Figure 3.13 Arrangement of layers of melting agent and sample in the fusion mold.
Table 3.9 Flux agents for different applications.
Flux | Chemical notation | Melting temperature (°C) |
---|---|---|
Lithium metaborate | LiBO2 | 850 |
Lithium tetraborate | Li2B4O7 | 925 |
Mixtures | LiBO2 + Li2B4O7 | 825 for a 50 : 50 mix |
Sodium tetraborate | Na2B4O7 | 741 |
Table 3.10 Sample–flux ratios for typical materials in grams (valid for diameter of the fused bead of 32 mm).
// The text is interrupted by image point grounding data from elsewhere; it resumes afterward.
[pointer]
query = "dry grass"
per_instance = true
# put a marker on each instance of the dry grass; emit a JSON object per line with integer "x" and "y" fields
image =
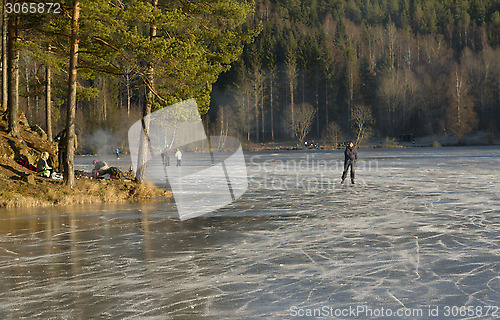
{"x": 49, "y": 193}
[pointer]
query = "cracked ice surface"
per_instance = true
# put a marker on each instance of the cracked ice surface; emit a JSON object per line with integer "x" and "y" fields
{"x": 420, "y": 228}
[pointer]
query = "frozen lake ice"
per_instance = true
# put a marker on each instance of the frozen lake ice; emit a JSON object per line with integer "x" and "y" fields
{"x": 418, "y": 233}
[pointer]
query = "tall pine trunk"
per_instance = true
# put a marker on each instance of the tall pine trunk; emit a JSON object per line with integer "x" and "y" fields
{"x": 4, "y": 59}
{"x": 69, "y": 157}
{"x": 48, "y": 99}
{"x": 13, "y": 77}
{"x": 146, "y": 111}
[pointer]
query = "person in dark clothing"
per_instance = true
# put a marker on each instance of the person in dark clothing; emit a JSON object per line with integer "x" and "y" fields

Material | Ratio of sample to Li2B4O7 | Ratio of sample to Li2B4O7 + LiBO2 (mixture of 1 : 1) | Ratio of oxidizer (LiNO3) to the sample flux mix |
---|---|---|---|
Alumina | 0.6 : 6 | ||
Bauxite | 0.5–1 : 6 | ||
Cement | 2–3 : 6 | ||
Chromium oxide | 0.1 : 10 | ||
Coal ash | 0.6 : 6 | 1 : 1 | |
Ferric oxide | 0.4 : 6 | ||
Ferrous oxide | 0.4 : 6 | 1 : 1 | |
Magnesia | 0.6 : 6 | ||
Rocks | 0.5–1 : 6 | ||
Silica | 1 : 6 | ||
Slags | 0.5–1 : 6 | ||
Sulfate | 1 : 6 | ||
Sulfide concentrates | 0.3–0.6 : 6 | 2–3 : 1 | |
Sulfide ores | 0.4–0.8 : 6 | 2 : 1 | |
Titania | 0.4–0.6 : 6 | ||
Zirconia | 0.4–0.6 : 6 |
The fluxes are used in varying ratios to the sample and sometimes also with an additional oxidizer depending on the different sample qualities. Table 3.10 gives an overview of the different types of powder materials, the ratio of the amount of the flux to the amount of the sample to be used, and if an additional oxidizer is recommended. The weighing should be carried out with an uncertainty of approximately 1 mg. In any case, it is recommended to make tests in the preparation of the different sample qualities to ensure the manufacturing of high-quality fusion beads.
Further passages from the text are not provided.